In that same Open, shortly before Sarazen holed out, a 19-year-old named David Russell became the youngest player ever to score a hole-in-one in a major when he hit 7-iron in.
Conversely, in 1950, a German amateur named Hermann Tissies hit his tee shot into a bunker and took 13 shots to get out, walking away with a 15 on the hole.
Tiger Woods, playing in the 1997 Open, his first at age 21, hit into a greenside bunker on No. 8, took two shots to get out and three-putted for a triple-bogey 6 in the final round to fall out of contention.
“Anyone who wants to see potential train wrecks, if [the wind] is blowing hard off the left, that would be the place to sit, in that left-hand grandstand, and see a player struggle with that right-hand bunker,” Henrik Stenson said Tuesday. “On the scorecard, it doesn’t look like much, but when the wind is blowing and you’ve got to be precise, it’s quite tricky.”
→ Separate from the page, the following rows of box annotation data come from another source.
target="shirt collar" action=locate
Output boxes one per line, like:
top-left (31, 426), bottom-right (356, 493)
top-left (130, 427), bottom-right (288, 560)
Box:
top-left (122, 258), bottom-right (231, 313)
Colin Montgomerie — who grew up at Royal Troon, where his father was the secretary — called the “Postage Stamp” his “favourite hole in golf.”
“You stand on the tee with a wedge in your hands and think you should be making a birdie, but the danger lurks everywhere,” he said. “There are two bunkers on the left and three on the right. The green is close, but it is very small, and you miss it at your peril. No round at Troon is secure until you have passed this hole in regulation numbers.”